Tuesday 5 February 2008

MS-Yahoo shows that search trumps portal

Briefly, as is its wont, fame beckoned for your blogger last week when he did a tour of duty at the BBC to talk about the likely effect of Microsoft’s bid to buy Yahoo.


There’s no need to go into deep details about that putative transaction here, although, if you’d like to see what I think, you could look here, here, here, here and here. No, what struck me most forcibly was the extent to which search had beaten its old enemy, the portal. At the Beeb, headlines suggested that Microsoft was buying a leading “search engine”. I must admit raising a quizzical eyebrow as it’s a long time since I heard the term used to describe a company.


And yet…


In the mid-1990s I edited a web site that shared office space with Yahoo UK. A manager there berated me for referring to Yahoo as a search engine. No, it was a gateway to the web -- a portal, no less, he insisted.


But the company that differentiated on search quality, Google, has been the winner so far on the internet. Having a string of great properties like Mail, Flickr, Delicious and Finance has helped prop up Yahoo in hits; Microsoft has had the tie-in to a massive brand and OS; but Google’s search has been the most powerful means of making hard cash.

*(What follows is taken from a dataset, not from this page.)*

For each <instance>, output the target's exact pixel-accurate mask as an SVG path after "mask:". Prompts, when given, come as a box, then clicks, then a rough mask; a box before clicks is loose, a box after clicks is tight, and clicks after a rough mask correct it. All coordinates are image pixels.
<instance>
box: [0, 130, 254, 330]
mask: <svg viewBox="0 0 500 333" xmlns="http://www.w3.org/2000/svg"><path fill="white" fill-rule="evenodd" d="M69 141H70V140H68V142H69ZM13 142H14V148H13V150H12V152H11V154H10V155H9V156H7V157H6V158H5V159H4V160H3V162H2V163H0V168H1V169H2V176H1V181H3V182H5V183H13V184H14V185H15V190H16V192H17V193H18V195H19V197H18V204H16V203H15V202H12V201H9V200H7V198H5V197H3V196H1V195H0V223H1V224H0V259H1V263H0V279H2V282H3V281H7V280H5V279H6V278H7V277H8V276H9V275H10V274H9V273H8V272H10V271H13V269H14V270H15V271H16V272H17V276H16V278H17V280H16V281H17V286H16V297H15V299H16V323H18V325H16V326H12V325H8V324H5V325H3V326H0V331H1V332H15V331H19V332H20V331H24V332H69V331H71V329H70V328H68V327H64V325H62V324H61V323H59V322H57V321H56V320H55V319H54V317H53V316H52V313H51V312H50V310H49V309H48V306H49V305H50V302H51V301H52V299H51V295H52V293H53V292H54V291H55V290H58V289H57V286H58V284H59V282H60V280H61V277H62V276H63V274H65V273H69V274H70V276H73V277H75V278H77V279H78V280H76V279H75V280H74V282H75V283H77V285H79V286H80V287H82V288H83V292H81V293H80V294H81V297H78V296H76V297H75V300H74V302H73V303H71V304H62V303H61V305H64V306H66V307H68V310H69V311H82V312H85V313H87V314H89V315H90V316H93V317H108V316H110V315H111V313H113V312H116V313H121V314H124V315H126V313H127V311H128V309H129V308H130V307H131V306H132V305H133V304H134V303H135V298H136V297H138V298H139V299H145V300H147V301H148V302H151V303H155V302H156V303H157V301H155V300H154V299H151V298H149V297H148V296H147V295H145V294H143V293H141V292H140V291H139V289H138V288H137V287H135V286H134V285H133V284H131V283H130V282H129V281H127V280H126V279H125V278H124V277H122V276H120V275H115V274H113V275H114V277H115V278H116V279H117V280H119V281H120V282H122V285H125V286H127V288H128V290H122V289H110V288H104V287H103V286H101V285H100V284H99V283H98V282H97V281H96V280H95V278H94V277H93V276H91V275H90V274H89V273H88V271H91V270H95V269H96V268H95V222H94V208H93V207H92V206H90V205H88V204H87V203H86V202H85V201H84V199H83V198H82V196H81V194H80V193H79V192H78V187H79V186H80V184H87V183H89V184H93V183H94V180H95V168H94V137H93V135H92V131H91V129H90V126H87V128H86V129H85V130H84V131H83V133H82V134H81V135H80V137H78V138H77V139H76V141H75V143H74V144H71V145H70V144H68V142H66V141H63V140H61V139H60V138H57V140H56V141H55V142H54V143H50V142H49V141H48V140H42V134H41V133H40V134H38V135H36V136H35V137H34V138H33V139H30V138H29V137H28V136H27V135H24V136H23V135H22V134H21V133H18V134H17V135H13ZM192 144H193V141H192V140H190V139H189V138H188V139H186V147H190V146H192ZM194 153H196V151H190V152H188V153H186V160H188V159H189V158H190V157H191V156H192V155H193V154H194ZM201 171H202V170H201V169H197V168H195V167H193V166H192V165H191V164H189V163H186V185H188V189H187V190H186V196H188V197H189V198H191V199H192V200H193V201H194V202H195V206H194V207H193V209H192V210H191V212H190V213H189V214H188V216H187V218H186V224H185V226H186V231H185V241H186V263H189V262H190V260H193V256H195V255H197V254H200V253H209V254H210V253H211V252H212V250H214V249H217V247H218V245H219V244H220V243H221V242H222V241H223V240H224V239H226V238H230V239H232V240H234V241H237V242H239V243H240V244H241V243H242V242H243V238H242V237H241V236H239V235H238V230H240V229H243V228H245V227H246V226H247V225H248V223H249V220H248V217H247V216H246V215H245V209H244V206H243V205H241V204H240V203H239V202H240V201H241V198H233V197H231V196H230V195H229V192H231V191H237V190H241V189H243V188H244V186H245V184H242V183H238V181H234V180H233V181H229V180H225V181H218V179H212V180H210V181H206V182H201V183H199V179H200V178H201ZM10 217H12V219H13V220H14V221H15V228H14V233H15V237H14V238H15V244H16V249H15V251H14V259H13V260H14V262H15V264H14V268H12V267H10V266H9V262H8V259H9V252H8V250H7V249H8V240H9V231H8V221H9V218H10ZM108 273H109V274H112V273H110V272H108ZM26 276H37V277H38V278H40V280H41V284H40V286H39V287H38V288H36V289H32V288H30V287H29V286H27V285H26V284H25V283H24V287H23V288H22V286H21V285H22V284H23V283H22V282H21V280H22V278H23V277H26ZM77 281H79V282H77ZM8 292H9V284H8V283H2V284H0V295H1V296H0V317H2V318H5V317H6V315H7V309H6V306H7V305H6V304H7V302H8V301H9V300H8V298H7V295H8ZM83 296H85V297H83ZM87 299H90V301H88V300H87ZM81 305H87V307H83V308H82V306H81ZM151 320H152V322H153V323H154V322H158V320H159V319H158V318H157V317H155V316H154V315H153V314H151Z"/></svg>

There is a lesson here for all those web sites that don’t deliver the search results you wanted, and even for enterprise search and content management camps. At least for many ways to search and control data, unless you have an excellent core search capability, the other guy probably has a better product.

1 comment:

  1. Agreed - it's a simple powerful lesson: Help users to do what they want, and then get out of the way. The capacity to make money from search is enviable. But the fundamental lesson even more important to information professionals.